The Accidental Product Manager

I had no idea what a Product Manager was until someone pointed out that I was one.

In the dawn of the PC age, I discovered a program called AutoCAD. Hardly any other architects (I'm a licensed architect) seemed to realize that PCs were about to change the profession, so I wrote a book called "The Architect's Guide to Computer-aided Design" - the first book about using PCs in architectural practice. Computers were still fairly primitive, and much of the book was about how architecture could be changed by using PCs. Likewise, the columns and articles that I began writing for trade magazines explained how PC applications should support the profession. I had inadvertently taken a role as "the voice of the customer," and I began getting calls from Autodesk, their competitors, and entrepreneurs who saw opportunities in some of the topics I wrote about.

One of these was a venture capitalist who wanted to develop software tools that would revolutionize building design. I suggested that there was an opportunity to transform the process of construction detailing, and we decided to start a company to do it. I designed a system for assembling detail drawings using parametric objects - bricks, studs, windows - rather than drawing with lines. Starting with two employees and a working prototype that I cobbled together, Vertex Design Systems raised $5 million in venture capital and within two years we employed 25 people.

As Vertex ramped up, I managed the development effort. I designed the product, wrote specifications, and hired the programmers and QA staff to build the product. As we brought in new people, it became clear that the key to success was making sure that the whole company understood the Vision - the idea that made Vertex unique. This wasn't so simple. It meant explaining the nuts and bolts of the architectural design process to people who had never been in an architecture office, before anyone thought of "personas." It meant evolving the product design as we invented new techniques, all the while keeping the end goal in sight. It meant building a business strategy and product roadmap that enabled us to get a product done quickly while paving the way for a full product line in the future…and getting both senior management and Engineering to contribute and buy in. It was, in short, Product Management.

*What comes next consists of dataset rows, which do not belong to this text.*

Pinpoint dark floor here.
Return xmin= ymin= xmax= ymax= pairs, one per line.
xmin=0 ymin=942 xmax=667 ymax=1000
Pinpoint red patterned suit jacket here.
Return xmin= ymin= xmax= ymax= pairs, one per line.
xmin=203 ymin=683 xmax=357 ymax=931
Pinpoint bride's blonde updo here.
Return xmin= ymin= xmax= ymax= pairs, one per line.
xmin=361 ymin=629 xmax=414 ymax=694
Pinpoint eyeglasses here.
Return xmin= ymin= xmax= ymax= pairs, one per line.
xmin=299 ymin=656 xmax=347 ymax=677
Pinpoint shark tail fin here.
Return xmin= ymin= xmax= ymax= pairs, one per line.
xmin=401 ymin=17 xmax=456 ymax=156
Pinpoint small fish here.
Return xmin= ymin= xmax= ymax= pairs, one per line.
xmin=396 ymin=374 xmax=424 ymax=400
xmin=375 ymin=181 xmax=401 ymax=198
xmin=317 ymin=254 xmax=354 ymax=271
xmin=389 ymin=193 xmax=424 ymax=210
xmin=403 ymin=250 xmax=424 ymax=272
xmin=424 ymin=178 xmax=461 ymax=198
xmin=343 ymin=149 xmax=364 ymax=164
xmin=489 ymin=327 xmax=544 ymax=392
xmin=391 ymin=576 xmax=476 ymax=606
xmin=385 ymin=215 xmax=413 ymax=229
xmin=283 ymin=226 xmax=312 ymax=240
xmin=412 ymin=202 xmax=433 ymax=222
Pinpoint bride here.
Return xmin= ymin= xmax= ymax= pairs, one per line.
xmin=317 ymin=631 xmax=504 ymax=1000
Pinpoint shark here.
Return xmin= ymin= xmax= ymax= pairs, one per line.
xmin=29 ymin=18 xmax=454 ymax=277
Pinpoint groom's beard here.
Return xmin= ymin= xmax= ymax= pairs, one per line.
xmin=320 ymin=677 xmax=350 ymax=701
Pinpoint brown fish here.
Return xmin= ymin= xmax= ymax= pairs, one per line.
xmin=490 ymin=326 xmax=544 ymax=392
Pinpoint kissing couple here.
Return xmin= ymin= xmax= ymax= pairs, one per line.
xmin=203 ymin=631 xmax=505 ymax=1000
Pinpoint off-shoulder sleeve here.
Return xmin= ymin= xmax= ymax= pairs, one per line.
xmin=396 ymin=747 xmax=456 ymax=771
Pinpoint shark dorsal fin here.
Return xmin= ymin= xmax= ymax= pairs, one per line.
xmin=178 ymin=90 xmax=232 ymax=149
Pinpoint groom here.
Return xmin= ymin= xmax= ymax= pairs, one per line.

Eventually others took over the engineering/QA management, and I focused on what I would soon realize was product management. Eventually, the Vertex Detailer was successfully launched, along with libraries of Dynamic Detail content and links to building material manufacturers' content. The products were far ahead of their time - it was years before anyone else replicated Vertex's approach to parametric construction detailing.

Yet the product did not reach its sales potential. We had hired a CEO to manage the business who believed in a strict division between development and marketing, and his marketing staff had little knowledge of the architectural market. Their pricing model was geared toward very large firms, who enthusiastically bought the product, but the majority of architectural firms are smaller, and were unable to afford the product. In retrospect, it became clear that product management and product marketing needed to share an understanding of the target customer, and develop both the product vision and marketing strategy (including the pricing model) together.

Later on, I also learned that you can't rely on your own experience to understand what products customers will need and pay for. It's great if you have firsthand experience, but even that is not always enough to understand the variety of problems that customers in different corners of the market face. And a good product manager needs to be able learn about customers in a market with little or no experience there. In fact, an outsider's perspective can be really valuable - but that's another story.

Vertex was acquired by another company, which was then acquired by Autodesk. By that time, I was a Product Manager at Autodesk, and was delighted to see the Vertex technology folded into Autodesk's architectural products. Parts of it are still there, and the basic approach of parametric design now underlies the industry standard for architectural software: Building Information Modeling.